The Cuyahoga County Committee of the Whole approved technical corrections to the proposed 2026–2027 biennial budget, adopted a multi-part council amendment that adjusts casino-revenue transfers and restores portions of HHS subsidies, and voted to refer the amended budget to the full Council for second reading.
Walter Perfiaos of the budget office presented two technical adjustments: a sales-tax projection increase (from 2.5% to 3%), which Perfiaos said would add roughly $1.718 million to each year’s budget, and a cut to the capital improvement subsidy of $2 million in 2026 and $500,000 in 2027. Council President Miller moved to accept the administration’s technical amendments; the committee approved them by voice vote and incorporated them into the recommended budget.
Council Amendment No. 1, sponsored by President Miller, Vice President Conwell and Finance Chair Turner, was introduced and discussed at length. Staff summarized the changes: a revised spending structure for casino revenue (estimated at about $8.9 million annually), including transferring $1.5 million to the Economic Development Fund (reduced from the executive’s $2.5 million proposal), approximately $1.2 million toward gateway debt, and $4.5 million to general fund purposes to help offset operating costs. The amendment also added language requiring monthly written reporting from the sheriff’s office on overtime expenses and created a separate accounting unit for a sheriff community-support function. In the HHS levy accounts the amendment partially restored subsidies: MetroHealth’s annual subsidy was restored to $35 million (a $3 million increase in 2026 and $1.5 million in 2027, per staff summary) and other smaller restorations were listed for workforce scholarships, child protection programs and family supports.

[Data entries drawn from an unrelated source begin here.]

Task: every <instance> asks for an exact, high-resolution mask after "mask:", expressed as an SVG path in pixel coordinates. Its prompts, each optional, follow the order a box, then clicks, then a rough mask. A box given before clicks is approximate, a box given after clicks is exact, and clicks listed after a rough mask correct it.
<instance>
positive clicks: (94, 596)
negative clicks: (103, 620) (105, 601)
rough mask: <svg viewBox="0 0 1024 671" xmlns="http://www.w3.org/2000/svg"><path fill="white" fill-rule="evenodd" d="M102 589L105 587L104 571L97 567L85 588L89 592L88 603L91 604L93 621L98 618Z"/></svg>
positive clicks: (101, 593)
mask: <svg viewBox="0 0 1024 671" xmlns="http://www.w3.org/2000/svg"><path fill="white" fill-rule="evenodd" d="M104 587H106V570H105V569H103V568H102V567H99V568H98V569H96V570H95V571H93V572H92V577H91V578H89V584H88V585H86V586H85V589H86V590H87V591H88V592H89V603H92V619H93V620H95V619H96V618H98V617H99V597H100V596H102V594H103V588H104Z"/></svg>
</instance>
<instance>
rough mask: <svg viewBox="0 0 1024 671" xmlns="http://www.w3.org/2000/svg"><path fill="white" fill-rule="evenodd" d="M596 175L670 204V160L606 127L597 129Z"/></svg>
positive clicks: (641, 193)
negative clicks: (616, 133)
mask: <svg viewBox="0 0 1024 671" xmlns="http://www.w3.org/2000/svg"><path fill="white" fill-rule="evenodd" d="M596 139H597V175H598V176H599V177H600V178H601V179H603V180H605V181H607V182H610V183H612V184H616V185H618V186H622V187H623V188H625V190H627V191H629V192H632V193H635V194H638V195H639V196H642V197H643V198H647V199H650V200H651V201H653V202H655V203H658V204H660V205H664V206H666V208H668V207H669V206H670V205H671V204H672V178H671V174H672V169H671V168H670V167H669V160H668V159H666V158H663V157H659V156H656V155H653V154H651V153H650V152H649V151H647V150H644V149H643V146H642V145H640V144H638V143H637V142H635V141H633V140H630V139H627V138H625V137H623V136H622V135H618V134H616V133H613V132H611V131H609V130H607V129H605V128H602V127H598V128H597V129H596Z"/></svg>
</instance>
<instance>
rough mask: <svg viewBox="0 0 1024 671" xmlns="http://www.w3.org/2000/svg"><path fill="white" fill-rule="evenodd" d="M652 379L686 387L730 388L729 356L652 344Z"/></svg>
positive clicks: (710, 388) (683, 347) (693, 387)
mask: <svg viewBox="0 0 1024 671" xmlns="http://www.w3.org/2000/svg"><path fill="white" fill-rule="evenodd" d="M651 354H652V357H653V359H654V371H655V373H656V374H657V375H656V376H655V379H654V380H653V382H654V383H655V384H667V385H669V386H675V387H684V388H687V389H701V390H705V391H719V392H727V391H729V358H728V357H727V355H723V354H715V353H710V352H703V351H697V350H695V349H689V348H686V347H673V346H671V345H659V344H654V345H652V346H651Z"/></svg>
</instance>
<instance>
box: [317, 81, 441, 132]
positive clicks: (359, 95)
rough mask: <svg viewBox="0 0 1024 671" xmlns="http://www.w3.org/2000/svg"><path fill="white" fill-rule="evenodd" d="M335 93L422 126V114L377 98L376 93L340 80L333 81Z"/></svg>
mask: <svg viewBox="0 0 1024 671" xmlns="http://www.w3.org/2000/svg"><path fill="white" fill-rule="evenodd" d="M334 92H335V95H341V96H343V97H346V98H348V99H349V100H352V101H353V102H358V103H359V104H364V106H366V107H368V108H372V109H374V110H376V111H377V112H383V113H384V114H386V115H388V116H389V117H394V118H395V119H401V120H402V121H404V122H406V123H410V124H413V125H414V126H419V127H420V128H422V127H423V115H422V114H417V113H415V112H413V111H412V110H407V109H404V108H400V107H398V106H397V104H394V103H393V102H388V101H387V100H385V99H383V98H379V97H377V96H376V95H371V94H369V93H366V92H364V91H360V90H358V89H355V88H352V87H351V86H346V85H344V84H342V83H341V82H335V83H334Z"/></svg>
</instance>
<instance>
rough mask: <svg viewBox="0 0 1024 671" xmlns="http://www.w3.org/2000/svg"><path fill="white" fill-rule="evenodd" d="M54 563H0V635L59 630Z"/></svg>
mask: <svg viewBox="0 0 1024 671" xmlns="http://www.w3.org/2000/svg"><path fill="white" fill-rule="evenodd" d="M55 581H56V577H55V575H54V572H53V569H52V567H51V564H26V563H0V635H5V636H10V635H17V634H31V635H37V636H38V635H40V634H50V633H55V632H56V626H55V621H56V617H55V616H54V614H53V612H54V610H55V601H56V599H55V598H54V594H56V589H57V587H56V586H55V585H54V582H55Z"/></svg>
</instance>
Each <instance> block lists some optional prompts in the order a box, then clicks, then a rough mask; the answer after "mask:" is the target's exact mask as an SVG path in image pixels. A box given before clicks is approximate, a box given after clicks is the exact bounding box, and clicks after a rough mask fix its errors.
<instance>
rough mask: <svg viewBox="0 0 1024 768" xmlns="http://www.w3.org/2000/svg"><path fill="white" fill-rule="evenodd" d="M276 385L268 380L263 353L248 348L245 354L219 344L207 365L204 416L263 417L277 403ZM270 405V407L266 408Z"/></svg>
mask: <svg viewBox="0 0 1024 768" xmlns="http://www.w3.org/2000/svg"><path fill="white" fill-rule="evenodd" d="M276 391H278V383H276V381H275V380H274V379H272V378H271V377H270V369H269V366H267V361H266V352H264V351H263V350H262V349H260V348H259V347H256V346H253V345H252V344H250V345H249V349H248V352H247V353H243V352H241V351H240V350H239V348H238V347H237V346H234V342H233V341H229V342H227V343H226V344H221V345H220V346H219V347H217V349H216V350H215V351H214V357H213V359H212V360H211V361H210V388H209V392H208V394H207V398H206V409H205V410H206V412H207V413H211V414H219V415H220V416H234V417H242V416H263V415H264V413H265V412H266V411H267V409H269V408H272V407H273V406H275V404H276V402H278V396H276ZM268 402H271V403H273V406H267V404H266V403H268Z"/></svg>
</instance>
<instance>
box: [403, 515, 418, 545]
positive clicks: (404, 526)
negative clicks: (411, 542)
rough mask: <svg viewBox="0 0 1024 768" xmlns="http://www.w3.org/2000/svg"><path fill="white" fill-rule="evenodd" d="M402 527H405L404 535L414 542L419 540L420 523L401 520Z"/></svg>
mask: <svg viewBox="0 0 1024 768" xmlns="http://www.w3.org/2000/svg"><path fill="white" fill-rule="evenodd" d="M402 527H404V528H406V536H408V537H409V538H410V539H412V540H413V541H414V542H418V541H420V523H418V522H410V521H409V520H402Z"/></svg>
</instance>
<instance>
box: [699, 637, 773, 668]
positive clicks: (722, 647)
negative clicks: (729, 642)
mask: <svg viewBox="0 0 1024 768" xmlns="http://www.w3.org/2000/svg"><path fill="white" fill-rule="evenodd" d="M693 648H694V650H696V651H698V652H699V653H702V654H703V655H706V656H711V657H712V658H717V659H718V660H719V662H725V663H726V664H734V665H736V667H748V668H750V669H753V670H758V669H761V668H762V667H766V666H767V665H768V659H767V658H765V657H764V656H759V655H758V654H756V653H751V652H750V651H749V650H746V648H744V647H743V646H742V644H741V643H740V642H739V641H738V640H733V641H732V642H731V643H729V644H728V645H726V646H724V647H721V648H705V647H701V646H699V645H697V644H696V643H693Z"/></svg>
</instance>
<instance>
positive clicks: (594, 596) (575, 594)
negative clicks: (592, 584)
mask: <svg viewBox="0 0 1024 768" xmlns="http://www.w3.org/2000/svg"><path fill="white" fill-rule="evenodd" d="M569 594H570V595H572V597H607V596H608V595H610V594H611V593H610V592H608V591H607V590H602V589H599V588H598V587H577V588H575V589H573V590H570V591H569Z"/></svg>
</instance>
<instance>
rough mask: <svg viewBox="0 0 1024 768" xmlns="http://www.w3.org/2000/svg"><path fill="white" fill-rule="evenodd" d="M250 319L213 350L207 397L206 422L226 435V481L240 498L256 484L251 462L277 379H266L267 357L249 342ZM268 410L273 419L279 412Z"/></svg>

Members questioned how the casino-revenue transfers would affect council-authorized programs; staff noted a current balance in the Economic Development Fund (approximately $30 million) and that some of the council’s community-development allocations would be reduced under the amendment. After discussion, members moved and approved the amendment; the technical amendments and this leadership package were folded into the recommended budget. Committee staff said OBM would circulate an updated budget schedule so second reading could occur at the council meeting the next day and third reading and adoption at the Dec. 9 meeting.
The committee then voted to refer the amended biennial budget to the full Council for second reading and scheduling; the referral motion passed and the meeting adjourned. The full Council will receive the revised budget for formal consideration at its next meetings.